It’s a good time to be an oil company – and an even better time to be an oil investor.
Over the past couple of weeks, Big Oil companies have reported a surge in profits for the first three months of the year. In fact, earnings would have been even bigger had they not booked charges from exiting Russia.
But that boom is bound to raise scrutiny from Democrats who believe Big Oil’s profits are coming at the expense of American consumers saddled with high prices at the gas pump.
Here are three things to know about the earnings in the oil sector.
Unsurprisingly, it all comes down to surging crude oil prices.
Brent crude futures, the benchmark globally, have surged more than 40% this year, going above $130 a barrel following Russia’s invasion of Ukraine.
And while prices have come down since, Brent is still trading above $100 a barrel.
That’s bolstering the bottom lines for oil companies.
ExxonMobil, the country’s largest oil company, reported its net profit more than doubled to $5.5 billion from a year earlier. That was even after booking a $3.4 billion charge from exiting its operations in Russia.
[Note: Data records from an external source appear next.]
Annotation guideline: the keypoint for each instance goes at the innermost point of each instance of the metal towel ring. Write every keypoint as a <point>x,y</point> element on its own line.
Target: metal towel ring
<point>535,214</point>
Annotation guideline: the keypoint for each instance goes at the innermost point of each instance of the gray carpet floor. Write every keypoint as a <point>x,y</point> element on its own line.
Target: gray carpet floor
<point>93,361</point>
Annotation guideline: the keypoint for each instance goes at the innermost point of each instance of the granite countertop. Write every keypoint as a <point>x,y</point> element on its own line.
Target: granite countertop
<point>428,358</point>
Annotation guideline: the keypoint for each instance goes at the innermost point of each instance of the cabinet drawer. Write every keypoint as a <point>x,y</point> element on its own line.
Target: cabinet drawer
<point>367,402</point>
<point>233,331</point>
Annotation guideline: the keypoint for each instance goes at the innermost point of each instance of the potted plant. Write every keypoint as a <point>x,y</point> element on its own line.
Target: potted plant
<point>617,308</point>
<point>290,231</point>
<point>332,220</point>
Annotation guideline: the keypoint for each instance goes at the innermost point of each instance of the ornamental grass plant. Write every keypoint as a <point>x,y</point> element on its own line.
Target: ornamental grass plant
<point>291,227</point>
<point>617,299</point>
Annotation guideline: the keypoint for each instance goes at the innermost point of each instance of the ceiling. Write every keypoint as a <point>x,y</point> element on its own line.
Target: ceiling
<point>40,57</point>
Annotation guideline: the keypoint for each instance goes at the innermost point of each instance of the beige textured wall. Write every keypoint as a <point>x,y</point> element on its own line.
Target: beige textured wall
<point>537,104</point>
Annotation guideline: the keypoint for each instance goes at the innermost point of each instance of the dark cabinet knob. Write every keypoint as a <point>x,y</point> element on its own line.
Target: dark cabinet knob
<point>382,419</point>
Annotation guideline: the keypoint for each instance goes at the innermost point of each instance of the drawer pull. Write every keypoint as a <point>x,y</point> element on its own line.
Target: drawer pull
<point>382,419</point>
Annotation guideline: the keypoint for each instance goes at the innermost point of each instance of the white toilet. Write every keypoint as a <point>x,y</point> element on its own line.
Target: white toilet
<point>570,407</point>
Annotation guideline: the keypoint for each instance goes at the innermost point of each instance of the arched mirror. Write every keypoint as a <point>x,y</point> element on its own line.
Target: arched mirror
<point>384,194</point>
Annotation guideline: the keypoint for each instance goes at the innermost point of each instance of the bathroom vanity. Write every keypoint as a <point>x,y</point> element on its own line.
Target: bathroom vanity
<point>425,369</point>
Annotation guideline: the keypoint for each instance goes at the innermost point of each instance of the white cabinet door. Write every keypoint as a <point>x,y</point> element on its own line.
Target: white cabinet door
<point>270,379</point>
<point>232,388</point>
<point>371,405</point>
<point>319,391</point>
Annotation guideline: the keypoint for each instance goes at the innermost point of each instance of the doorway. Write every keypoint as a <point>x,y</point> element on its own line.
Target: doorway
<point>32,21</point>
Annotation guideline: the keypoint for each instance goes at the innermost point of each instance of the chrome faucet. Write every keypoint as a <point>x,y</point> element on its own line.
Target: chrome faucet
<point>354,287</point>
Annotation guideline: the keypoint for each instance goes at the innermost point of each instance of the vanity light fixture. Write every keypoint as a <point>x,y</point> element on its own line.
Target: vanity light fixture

Meanwhile, Chevron reported its highest quarterly profit in nearly a decade, while Shell posted its highest earnings ever.
The surge in profits comes despite the writedowns tied to Russia, and they speak to how good the quarter was for Big Oil, according to analysts.
“The bottom line is that the industry is generating the highest free cash flow certainly in the 25 years that I’ve looked at this business,” says Doug Leggate, who runs the oil and gas equity research team for Bank of America, referring to a key metric for companies.
It wasn’t always this good, however.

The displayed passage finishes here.